Attending the Cannes Film Festival to promote a movie is expensive, especially for Americans, because the dollar is near all-time lows against the euro. So it's no surprise that some of the smaller productions cut back this year and didn't trot out all the stars. One of the most noticeable absences this year is Johansson of Woody Allen's "Vicky Cristina Barcelona." Word on the street (primarily publicists in the know) is that Scarlett wanted to bring nine people in her entourage, including specialists in makeup and hair. Not gonna happen, the backers of Woody's film reportedly told Scarlett. Such an entourage would have cost well more than $100,000, and that's probably a low estimate. A compromise was offered, according to the buzz among publicists. But Scarlett did not relent; hence, no Scarlett.

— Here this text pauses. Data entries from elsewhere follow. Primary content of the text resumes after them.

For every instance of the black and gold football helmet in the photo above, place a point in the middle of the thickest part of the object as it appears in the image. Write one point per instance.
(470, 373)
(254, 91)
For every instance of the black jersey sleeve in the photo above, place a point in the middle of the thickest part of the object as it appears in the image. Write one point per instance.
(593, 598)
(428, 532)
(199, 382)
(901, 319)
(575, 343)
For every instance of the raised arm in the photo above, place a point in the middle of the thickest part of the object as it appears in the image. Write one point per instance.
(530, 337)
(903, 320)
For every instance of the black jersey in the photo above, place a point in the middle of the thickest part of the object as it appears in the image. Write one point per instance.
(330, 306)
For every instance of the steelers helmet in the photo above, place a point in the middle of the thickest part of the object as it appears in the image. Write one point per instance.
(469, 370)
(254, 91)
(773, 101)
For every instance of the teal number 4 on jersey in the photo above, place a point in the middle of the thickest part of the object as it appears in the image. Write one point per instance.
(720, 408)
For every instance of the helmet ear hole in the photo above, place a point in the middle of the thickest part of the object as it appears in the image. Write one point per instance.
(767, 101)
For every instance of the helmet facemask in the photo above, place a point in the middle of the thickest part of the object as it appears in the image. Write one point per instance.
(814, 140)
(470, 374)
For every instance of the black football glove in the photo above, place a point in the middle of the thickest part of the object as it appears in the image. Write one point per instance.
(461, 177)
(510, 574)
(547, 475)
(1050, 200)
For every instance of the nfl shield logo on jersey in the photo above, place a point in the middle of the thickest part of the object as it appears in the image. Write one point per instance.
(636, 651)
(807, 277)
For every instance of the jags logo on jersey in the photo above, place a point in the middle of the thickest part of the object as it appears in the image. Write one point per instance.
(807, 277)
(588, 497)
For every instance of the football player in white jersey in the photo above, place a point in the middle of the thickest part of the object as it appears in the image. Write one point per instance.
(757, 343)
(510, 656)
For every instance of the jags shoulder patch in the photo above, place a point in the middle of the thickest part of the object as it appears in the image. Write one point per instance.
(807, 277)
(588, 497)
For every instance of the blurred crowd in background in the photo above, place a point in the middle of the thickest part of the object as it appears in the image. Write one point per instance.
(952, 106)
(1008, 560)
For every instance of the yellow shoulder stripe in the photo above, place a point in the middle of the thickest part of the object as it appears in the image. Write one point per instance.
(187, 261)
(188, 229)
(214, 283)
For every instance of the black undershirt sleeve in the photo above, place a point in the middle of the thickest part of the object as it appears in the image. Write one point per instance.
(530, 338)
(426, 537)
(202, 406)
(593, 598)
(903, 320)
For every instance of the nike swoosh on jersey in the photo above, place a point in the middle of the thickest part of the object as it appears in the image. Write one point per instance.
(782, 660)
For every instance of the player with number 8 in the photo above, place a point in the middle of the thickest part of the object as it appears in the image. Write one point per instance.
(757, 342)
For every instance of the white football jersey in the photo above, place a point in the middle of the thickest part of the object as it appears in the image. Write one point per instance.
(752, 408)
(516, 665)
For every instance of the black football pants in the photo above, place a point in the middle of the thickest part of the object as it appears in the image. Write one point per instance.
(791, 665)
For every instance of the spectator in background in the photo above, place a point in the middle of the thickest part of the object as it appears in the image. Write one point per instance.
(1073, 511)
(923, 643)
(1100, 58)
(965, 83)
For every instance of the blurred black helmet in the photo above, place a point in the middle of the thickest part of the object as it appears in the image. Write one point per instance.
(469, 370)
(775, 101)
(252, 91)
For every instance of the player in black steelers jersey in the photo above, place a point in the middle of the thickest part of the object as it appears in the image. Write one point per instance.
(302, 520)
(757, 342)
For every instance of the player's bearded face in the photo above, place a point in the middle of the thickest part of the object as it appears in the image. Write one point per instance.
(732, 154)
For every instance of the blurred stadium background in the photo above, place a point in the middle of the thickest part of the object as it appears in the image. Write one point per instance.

It's shaping up to be quite a race for the Palme d'Or at this year's Cannes Film Festival. U.S. director James Gray premiered "Two Lovers," and it's one of the most sensitive portrayals of the vagaries of love to hit the screen in recent years. Much of the credit goes to Joaquin Phoenix, who stars as a depressed young man who moves back in with his parents after a failed engagement and becomes romantically involved with two women. Gwyneth Paltrow portrays a confused woman who lives nearby and is involved in an affair with a married man. Vinessa Shaw stars as the daughter of family friends who is considered a nice match for him by his parents. ...

Few directors are as verbally eloquent as Brazil's Walter Salles, whose "Linha de Passe" premiered at Cannes. If there were awards given out for best director interview, he would win hands down. A close second would be Brazil's Meirelles. Latin American cinema is at its highest point ever, with several movies selected for the official competition in Cannes. And Cannes jury president Penn acknowledged the trend in a press conference on the first full day of the festival. Every once in a while, a "warm breeze of creativity" settles over a certain part of the world, he said, and "that's what's happening in Latin America." ...

Tuesday

Hollwood's Old Master of cinema unveiled his latest portrait in Cannes, with a highly nuanced portrayal of a mother under siege by Jolie. Eastwood's "Changeling," or "L'echange" in French, tells the true story of Christine Collins, a 1920s Los Angeles single mother who comes home from work to find her 9-year-old son has disappeared. When asked why he allowed his film to be entered in the official competition, rather than screen more safely out of competition like many Hollywood movies here, Eastwood said simply: "It seems like if you're going to go to a film festival that has a competition, you might as well be in it. . . . Playing out of competition is playing it safe."